Lectionary Year A
April 28, 2002
Acts 7:55-60

Step V: Distillation


A. Summary of Salient Features

(JFC) "The theological 'center of gravity' in this text" is the persons of God in it; the Holy Spirit fills Stephen, God and the Son of Man are seen when the heavens open and the Lord (presumably, Christ?) whom Stephen asks to pardon the stoners. Perhaps, the next most important character in this story is Stephen and his approach to his death. The ones who dragged him from town and stoned him to death are indispensable to the story, but we have to call them minor parts in the larger scheme of things here, don't we?

B. Smoother Translation

(JFC) 55 Being full of Holy Spirit, Stephen looked up into heaven and saw the glory of God and Jesus standing at God's right hand 56 and he said , "Behold I see the heavens opened and the Son of Man standing at God's right hand." 57 But crying out in a loud voice the crowd out-sounded the hearing of them and they rushed together at Stephen 58 and they forced/drove him from the city and they stoned him.
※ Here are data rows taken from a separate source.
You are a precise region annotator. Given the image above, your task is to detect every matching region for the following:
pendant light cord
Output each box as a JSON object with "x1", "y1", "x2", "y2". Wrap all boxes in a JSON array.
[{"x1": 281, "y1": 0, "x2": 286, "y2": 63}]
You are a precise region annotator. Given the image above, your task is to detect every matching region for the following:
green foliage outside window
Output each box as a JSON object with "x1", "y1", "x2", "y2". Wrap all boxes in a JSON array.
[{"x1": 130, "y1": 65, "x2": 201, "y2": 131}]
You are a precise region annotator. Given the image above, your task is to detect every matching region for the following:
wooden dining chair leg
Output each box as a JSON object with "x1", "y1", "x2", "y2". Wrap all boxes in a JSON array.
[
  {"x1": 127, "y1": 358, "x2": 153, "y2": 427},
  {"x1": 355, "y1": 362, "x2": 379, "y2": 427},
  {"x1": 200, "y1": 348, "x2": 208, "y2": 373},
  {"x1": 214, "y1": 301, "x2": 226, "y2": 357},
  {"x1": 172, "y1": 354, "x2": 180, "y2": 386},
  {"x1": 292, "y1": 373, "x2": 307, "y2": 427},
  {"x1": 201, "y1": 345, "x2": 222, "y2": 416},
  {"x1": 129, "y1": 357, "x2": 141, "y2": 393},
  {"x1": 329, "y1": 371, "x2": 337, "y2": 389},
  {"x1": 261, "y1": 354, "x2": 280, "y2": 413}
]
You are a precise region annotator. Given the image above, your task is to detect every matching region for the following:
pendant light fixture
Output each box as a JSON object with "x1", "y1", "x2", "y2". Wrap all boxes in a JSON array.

And the witnesses threw off their coats/cloaks/garments and they put them at the feet of a young man named Saul, 59 and they stoned this Stephen as he was praying and saying, "Lord Jesus, receive my spirit." 60 And then going onto a knee (to pray) he cried out in a loud voice, "Lord, do not hold against them this their sin." And having said this, he died.

C. Hermeneutical Bridge

(JFC) Alice Adams (1848-92) U. S. diarist, sister of William and Henry James, in a letter, December 11, 1891, to her brother, psychologist William James (published in the Diary of Alice James, ed. By Leon Edel, 1864), wrote, "The difficulty about all this dying, is that you can't tell a fellow anything about it, so where does the fun come in?" As frivolous as this (rhetorical?) question seems at first reading, it might be worth mulling over here. If fun resembles fulfillment, then some fun/fulfillment, at least for Christians, comes with death when we realize we die, as we live, with God, in God's presence, with God's constant and endless attendance. So, being with God in death can be fulfilling and fun, as well. And, if we, as did Stephen, forgive all who've done us wrong before dying, the fulfillment is limitless, to be sure, for the believer.